Numa época de crise ambiental em decorrência da insensatez humana que faz a Terra agonizar, ao menos duas perguntas são pertinentes: como ter saúde em um planeta doente que convive com uma economia destrutiva e potencialmente emissora de poluentes? E como foi que o planeta ficou “doente”?
Pelo menos desde o Neolítico (12.000 anos a.C.) a humanidade vem consumindo tudo aquilo que conhecemos por recursos da natureza. Esse consumo, especialmente nos últimos cem anos, tem se dado de forma agressiva. O motivo? Busca-se a qualquer custo atingir crescimento econômico, pois isso, pelas lentes da economia tradicional, é entendido como sinônimo de progresso. Para obter crescimento, usam-se então as ferramentas de uma economia cada vez mais destrutiva: derrubam-se árvores, queimam-se florestas, agride-se o solo, derrubam-se geleiras, polui-se o ar, a água e destroem-se os mais essenciais serviços ecossistêmicos.
Não há margem à dúvida que a atividade econômica tem sido agressiva e perniciosa no que tange a extrair recursos, levar ao processo produtivo e, pós-consumo soltar resíduos comprometendo, grosso modo, a capacidade do planeta Terra em lidar com tal situação.
Em outras palavras, isso se chama economia destrutiva de recursos naturais. Em nome do propagado crescimento econômico – como se não houvesse limites para tal – o mundo moderno fecha os olhos a uma questão primordial: não se leva em conta que a biosfera é finita, limitada e hermeticamente fechada.
Portanto, qualquer tentativa em extrapolar essa situação gerará pesados passivos ambientais. Do outro lado, contudo, as forças mercadológicas impõem suas vontades. Assim, o mercado pressiona e exige mais crescimento num mundo econômico cada vez mais insustentável. Cria-se com isso uma espécie de conflito irresponsável que põe a vida de todos em perigo.

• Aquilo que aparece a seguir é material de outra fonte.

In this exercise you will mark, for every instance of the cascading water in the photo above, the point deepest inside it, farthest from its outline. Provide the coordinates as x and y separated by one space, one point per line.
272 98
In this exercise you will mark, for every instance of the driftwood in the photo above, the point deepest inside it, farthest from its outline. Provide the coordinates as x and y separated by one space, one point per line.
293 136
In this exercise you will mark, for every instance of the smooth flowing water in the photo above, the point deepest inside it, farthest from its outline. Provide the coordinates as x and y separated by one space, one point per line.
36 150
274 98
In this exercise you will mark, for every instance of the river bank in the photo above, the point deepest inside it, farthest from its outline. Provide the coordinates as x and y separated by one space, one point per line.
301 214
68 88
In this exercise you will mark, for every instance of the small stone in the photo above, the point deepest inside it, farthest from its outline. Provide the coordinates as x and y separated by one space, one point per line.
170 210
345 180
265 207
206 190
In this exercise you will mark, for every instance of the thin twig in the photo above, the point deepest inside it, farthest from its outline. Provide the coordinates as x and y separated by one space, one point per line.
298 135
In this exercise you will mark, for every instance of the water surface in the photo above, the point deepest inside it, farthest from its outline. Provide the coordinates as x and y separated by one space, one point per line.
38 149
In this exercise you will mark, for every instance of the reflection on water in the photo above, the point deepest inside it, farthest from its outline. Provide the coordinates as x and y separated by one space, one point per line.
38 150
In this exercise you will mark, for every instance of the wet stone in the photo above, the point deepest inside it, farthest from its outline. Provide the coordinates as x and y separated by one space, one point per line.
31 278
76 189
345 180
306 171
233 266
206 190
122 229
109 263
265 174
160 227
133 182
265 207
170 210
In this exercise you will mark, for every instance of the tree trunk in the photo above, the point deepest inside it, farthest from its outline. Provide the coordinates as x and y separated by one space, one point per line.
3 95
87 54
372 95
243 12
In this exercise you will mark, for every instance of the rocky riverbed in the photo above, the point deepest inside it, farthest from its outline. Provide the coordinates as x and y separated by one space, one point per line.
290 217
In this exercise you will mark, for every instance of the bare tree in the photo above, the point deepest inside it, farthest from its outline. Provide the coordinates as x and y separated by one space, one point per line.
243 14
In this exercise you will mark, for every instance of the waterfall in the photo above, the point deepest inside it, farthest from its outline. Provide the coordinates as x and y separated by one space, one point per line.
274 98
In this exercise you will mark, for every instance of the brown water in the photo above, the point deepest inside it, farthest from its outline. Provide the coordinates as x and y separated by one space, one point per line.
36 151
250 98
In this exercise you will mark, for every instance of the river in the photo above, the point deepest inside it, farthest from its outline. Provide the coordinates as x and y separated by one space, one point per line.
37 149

É assim que a economia destrutiva vai se apresentando pondo em lados opostos duas situações básicas: a referida necessidade de crescimento econômico versus a capacidade da Terra em oferecer condições suportáveis para tal prática. E justamente no meio desse conflito é que nos encontramos. Pior ainda: a cada dia mais e mais gente vai chegando à espaçonave Terra. Descontadas as mortes, temos a cada dia 200 mil novas almas chegando ao mundo. Ao ano, são mais de 70 milhões de novos habitantes no planeta Terra que não aumentará de tamanho. Os números ilustram bem essa situação: em 1900, havia 1,5 bilhão de pessoas no mundo. Hoje, dividimos o mesmo espaço no planeta Terra com 7 bilhões de pessoas.

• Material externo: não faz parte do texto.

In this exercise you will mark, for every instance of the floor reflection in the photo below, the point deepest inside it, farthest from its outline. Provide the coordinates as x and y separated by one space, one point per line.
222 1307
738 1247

E o consumo? Ah, esse não para de crescer. Atualmente, apenas 20% da população mais rica do mundo utilizam ¾ dos recursos naturais, numa situação em que metade da população (3,5 bilhões) está na pobreza, nos limites da sobrevivência. É o consumo exagerado de um lado convivendo com a escassez de bens. Nesse conflito, os recursos se exaurem, o planeta adoece, a natureza se enfraquece, a vida se degrada.

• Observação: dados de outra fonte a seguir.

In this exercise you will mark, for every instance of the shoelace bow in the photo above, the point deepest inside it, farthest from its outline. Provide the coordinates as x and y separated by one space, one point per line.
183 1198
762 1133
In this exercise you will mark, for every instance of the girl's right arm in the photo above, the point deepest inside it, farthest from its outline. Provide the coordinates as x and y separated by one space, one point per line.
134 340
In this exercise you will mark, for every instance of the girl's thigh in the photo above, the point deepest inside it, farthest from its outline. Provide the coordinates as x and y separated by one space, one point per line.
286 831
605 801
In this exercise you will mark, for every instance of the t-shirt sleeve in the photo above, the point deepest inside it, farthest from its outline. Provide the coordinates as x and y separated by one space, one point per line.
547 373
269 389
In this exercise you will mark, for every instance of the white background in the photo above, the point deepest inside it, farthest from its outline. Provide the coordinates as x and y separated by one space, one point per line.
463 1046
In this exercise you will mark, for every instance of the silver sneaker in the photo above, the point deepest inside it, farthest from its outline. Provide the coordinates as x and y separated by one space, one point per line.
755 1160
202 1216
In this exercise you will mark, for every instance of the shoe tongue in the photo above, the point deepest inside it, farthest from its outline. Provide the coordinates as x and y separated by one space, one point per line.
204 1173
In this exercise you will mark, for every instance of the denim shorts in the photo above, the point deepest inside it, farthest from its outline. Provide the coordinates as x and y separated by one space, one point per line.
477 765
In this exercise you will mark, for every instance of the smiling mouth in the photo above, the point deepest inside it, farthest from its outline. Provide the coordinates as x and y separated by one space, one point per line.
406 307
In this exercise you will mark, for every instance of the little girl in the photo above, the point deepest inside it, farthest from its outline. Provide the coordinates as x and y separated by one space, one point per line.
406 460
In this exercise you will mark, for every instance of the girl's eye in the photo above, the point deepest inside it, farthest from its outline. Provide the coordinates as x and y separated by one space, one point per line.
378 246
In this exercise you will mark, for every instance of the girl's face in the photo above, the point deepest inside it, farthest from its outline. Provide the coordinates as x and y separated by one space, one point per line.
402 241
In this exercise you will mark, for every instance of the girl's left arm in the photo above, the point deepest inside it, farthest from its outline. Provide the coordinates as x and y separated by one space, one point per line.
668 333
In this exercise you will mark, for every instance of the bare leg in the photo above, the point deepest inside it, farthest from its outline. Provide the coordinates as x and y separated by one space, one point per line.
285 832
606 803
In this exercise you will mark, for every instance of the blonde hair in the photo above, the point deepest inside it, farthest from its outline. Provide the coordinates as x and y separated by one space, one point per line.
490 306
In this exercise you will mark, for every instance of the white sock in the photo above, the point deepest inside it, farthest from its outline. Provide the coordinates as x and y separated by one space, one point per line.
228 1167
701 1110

Na era dessa economia destrutiva, Lester Brown em Eco-Economia: Construindo uma economia para a Terra relata que “na China os lençóis freáticos diminuem 1,5 metros ao ano. No mundo, as florestas estão encolhendo mais de nove milhões de hectares ao ano. O gelo do Mar Ático, apenas nos últimos 40 anos, reduziu-se em mais de 40%”.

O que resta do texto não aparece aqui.